With no experience running youth programs, Jaz says her son’s friends who hung out at her jewelry boutique “chose” her to start Educated Little Monsters, a name that doesn’t shy away from how people of color are perceived. “Kids should be monsters: be free, and rebel,” Jaz explains. “Sometimes you need to be a monster to be heard.”

She first held poetry readings on street corners, and in parks. She partnered with a local gallery to launch Brooklyn Acts, an improv theater program, and Bridging Bushwick, a forum between the gentrifiers, and the gentrified. Later, Jaz was invited to bring Educated Little Monsters to Silent Barn, a local DIY venue. The collective, she says, is a predominantly white, gentrified space—but that’s why it worked. “I wanted to reclaim the art culture, because art is huge in gentrified communities,” she explains. “But it doesn't represent people from the community.”

Three years later, Jaz now runs Silent Barn’s youth programs, books performances through its calendar team, and has helped repaint it with native artists. There are 15 “monsters,” with access to a stage and studio. It subsists off proceeds and the support of Lizzie Conner, who runs We Make Noise, another youth group there.

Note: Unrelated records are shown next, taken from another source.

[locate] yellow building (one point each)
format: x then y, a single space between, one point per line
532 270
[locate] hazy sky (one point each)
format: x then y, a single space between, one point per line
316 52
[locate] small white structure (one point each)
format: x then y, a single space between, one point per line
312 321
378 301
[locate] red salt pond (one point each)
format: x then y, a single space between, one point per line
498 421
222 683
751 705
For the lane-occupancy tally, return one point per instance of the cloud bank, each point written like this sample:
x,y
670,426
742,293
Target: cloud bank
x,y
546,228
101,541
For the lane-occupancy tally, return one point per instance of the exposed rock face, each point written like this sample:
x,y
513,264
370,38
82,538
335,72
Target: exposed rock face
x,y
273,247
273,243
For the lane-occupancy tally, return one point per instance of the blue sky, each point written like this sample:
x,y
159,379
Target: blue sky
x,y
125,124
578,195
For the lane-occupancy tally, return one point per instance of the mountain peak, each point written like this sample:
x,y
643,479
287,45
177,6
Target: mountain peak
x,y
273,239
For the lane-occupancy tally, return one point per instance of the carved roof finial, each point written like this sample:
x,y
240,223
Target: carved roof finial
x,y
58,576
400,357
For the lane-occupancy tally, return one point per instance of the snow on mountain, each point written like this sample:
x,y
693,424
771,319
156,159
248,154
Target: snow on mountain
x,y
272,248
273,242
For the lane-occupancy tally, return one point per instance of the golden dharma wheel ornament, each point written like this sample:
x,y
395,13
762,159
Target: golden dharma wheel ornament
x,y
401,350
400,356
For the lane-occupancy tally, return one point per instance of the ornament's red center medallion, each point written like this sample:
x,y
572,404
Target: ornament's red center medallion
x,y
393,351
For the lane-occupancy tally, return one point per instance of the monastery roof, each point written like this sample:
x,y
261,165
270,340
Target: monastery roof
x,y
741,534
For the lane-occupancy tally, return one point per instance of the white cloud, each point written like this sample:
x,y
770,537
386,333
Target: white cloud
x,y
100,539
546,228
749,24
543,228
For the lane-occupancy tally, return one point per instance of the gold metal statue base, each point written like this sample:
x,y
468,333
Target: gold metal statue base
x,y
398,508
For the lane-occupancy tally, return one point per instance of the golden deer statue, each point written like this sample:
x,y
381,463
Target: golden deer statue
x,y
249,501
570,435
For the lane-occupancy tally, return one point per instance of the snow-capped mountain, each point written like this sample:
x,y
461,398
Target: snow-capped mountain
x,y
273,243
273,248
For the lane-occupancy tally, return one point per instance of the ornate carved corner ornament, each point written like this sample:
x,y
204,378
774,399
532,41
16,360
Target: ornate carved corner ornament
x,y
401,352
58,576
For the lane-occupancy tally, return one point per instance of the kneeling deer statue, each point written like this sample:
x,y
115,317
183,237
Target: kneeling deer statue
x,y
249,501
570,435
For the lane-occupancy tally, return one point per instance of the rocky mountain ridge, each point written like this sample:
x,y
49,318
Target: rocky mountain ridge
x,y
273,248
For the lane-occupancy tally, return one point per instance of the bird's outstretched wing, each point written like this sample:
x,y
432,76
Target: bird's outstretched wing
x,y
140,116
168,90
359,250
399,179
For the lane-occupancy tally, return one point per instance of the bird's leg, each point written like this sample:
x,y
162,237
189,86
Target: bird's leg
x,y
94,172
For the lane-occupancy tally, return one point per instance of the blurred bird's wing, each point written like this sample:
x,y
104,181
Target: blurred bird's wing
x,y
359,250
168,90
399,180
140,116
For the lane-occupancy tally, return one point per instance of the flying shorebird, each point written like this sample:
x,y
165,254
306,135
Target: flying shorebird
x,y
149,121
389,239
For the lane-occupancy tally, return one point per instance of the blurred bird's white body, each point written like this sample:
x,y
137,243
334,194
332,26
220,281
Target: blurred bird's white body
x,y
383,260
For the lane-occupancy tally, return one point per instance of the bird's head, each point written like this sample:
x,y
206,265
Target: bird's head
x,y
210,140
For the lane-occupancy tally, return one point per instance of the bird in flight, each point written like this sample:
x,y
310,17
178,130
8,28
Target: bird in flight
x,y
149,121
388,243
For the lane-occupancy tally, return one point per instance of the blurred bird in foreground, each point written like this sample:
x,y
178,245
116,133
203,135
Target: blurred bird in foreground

Josh Rolon is a “Monster of Brooklyn,” its senior class. For Rolon, who’s known Jaz for years, the youth group has always been his “first family.” And what they can create—dance, spoken word, hip-hop, visual art—keeps growing. “We're really getting our footing now,” he says.

On a recent visit, the “monsters” spoke about white supremacy, and Charlottesville. The focus is always community—how it’s changing, and what can be done to keep culture and language alive. If there is a message, it is this: be heard.

“If you can have a room of people cry and feel something, that's magic. That's what the world needs,” says Jaz. “We’re fighting to protect their magic, especially in communities they're losing.”

“All I'm doing is taking power,” she continues, “and bringing it back to my hood.”